In the post, Haag details how American Airlines staff reportedly pulled him out of line to board and told him the flight was 'full.'

They also reportedly demanded proof that Axel was a service dog,

He says that airline staff had his wife in tears in front of 200 people and say they tried to 'bully' he and his wife.

Haag posted an update that even though he didn't fly home, staff members with American Humane Association have re-booked the couple's flights, got them a hotel and some clean clothes. According to his post, American Airlines wouldn't even get their bags.

The post already has well over 6,000 shares and has been up for less than a day.

K9s for Warriors have picked up his cause, stating, 'K9s For Warriors will now STOP this right here, right now. Shameful American Airlines' in their post.

Haag says in his post that he even called ahead to make sure the dog would be fit to fly - as he does every time he flies with Axel.

However, a spokesperson with American Airlines has said that Haag was the one who decided not to fly. They also said that the airline fully supports members of the armed forces and that they are working with Haag to figure out just what happened.

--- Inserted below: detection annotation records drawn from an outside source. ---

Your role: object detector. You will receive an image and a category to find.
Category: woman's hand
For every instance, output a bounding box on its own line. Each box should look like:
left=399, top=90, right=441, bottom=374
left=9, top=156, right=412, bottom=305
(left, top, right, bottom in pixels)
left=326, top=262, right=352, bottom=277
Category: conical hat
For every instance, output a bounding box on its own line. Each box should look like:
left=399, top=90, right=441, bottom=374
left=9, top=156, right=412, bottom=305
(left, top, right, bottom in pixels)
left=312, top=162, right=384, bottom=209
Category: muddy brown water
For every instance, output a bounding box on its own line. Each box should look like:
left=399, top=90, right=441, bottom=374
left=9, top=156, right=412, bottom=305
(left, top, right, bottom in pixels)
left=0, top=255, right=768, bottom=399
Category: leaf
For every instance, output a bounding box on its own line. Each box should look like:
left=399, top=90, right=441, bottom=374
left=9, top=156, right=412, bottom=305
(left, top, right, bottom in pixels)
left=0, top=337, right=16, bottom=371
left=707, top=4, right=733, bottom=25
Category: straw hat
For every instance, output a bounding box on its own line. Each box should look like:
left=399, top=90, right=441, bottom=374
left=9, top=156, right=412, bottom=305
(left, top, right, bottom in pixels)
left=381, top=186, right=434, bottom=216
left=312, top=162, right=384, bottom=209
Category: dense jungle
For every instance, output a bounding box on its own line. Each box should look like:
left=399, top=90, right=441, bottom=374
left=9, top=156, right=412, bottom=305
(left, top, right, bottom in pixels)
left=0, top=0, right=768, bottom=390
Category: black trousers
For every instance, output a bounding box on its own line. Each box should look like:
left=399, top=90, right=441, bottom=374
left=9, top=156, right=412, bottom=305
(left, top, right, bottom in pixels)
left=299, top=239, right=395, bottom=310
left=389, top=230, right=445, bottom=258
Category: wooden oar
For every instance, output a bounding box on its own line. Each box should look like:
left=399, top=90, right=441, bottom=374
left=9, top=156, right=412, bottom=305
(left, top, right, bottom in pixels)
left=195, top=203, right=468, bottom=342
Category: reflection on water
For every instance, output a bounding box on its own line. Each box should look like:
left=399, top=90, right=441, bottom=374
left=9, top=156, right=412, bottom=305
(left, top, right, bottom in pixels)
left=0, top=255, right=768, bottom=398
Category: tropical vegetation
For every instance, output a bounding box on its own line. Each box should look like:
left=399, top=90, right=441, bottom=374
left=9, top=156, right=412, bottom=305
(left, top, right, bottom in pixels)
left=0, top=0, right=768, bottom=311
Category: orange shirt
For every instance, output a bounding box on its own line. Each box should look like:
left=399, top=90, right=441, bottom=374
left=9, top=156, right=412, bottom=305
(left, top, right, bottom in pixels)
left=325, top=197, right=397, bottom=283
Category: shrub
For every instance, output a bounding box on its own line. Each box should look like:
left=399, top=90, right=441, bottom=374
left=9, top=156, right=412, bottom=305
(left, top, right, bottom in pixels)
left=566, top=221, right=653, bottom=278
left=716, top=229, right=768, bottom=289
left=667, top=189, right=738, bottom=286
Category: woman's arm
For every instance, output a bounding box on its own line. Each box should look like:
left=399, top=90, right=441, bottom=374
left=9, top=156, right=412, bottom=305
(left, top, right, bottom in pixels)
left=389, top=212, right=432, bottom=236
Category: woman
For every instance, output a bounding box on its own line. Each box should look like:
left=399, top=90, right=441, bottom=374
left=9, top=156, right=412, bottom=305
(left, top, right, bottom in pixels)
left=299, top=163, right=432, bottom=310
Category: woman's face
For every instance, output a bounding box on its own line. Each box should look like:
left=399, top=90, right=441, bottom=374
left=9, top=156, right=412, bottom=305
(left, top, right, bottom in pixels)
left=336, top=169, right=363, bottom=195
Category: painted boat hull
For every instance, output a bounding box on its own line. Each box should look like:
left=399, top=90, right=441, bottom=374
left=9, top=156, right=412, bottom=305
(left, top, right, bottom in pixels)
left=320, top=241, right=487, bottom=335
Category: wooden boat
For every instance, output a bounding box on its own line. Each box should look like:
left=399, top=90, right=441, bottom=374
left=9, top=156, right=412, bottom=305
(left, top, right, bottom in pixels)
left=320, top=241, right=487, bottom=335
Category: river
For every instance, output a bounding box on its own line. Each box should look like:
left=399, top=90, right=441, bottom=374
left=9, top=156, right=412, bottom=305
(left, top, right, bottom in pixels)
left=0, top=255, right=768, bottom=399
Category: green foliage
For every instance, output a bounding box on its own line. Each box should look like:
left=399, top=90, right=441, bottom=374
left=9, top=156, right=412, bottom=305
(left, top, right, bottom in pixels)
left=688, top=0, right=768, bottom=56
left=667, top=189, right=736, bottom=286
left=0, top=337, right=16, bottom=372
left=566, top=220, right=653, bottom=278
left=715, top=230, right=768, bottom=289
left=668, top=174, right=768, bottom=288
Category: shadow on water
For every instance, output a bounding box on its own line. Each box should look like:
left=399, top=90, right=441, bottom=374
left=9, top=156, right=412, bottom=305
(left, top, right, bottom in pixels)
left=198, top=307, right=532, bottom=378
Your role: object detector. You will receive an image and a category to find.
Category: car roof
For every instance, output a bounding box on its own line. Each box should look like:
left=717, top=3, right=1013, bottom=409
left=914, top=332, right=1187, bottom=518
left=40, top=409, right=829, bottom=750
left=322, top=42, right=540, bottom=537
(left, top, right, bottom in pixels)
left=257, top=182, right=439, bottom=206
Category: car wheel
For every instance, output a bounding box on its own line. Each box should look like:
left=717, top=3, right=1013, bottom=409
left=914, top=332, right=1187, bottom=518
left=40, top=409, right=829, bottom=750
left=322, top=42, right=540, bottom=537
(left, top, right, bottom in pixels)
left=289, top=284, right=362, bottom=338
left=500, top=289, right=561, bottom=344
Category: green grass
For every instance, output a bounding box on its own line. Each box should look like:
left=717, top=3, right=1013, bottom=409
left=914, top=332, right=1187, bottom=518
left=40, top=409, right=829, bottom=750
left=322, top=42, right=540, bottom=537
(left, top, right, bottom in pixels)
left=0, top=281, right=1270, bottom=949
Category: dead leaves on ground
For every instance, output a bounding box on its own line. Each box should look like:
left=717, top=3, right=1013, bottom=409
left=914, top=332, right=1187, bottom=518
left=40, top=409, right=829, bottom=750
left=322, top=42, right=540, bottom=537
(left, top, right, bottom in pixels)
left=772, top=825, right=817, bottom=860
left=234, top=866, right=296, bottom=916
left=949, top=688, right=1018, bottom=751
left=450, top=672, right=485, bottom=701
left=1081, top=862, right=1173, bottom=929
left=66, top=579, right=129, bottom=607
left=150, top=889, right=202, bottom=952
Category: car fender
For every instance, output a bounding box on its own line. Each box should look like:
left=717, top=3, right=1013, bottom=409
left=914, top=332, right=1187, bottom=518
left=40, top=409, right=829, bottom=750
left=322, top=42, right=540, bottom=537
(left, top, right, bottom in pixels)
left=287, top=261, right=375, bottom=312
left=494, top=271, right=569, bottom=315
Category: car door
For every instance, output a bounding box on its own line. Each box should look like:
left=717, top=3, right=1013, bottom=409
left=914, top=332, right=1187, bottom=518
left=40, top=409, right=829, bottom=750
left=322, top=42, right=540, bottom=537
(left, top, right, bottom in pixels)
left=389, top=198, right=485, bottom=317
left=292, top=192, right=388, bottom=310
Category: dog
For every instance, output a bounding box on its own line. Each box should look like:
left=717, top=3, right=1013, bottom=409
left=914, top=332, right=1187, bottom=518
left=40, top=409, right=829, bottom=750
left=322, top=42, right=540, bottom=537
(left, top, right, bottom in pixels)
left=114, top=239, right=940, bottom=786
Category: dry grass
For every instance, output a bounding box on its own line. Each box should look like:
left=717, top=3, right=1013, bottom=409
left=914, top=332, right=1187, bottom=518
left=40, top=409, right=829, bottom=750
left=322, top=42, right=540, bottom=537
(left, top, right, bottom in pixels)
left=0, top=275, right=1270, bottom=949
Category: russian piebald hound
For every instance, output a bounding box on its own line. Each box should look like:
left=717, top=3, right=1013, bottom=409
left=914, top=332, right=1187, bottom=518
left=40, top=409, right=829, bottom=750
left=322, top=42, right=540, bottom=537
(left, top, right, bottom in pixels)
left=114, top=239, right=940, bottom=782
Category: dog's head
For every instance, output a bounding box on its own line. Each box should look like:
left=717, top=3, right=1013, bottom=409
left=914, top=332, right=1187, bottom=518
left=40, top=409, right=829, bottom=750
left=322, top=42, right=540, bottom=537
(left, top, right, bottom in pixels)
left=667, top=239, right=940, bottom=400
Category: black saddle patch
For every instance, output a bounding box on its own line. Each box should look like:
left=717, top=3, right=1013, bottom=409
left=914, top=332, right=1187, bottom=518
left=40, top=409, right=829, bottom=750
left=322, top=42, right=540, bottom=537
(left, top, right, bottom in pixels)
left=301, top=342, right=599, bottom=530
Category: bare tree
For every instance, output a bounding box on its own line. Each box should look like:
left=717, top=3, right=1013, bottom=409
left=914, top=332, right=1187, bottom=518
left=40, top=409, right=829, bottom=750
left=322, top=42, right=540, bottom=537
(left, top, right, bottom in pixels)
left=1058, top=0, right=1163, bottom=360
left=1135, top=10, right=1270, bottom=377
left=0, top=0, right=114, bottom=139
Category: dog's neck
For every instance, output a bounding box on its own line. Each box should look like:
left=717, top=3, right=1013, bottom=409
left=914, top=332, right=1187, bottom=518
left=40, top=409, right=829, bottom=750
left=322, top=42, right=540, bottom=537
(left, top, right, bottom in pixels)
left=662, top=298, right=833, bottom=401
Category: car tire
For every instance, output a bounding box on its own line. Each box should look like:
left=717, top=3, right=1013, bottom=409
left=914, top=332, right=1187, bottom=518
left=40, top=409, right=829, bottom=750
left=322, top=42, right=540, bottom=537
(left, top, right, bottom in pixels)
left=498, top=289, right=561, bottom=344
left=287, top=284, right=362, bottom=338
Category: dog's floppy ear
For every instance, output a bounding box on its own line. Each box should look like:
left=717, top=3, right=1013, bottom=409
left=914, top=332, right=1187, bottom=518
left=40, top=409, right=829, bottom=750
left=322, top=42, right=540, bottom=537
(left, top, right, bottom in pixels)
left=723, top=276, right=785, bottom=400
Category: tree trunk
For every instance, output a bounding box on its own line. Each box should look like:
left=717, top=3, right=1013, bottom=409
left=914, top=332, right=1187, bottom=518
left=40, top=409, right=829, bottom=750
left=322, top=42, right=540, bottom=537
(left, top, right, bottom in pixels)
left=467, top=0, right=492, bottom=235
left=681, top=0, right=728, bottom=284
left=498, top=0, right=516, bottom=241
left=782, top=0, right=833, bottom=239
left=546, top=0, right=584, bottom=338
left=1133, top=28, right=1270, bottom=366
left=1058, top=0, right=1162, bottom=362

Since last night, American Airlines has attempted to fix the problem with Haag, his wife, and Axel.

The airline said in a statement that they apologized to the couple for the confusion over travel plans Sunday night and publicly thanked Haag for his service.

The trio is on their way back to Virginia now, with Axel tucked safely beneath the seat.

Axel and his own will use this opportunity to spread awareness about service dogs and veterans who need them.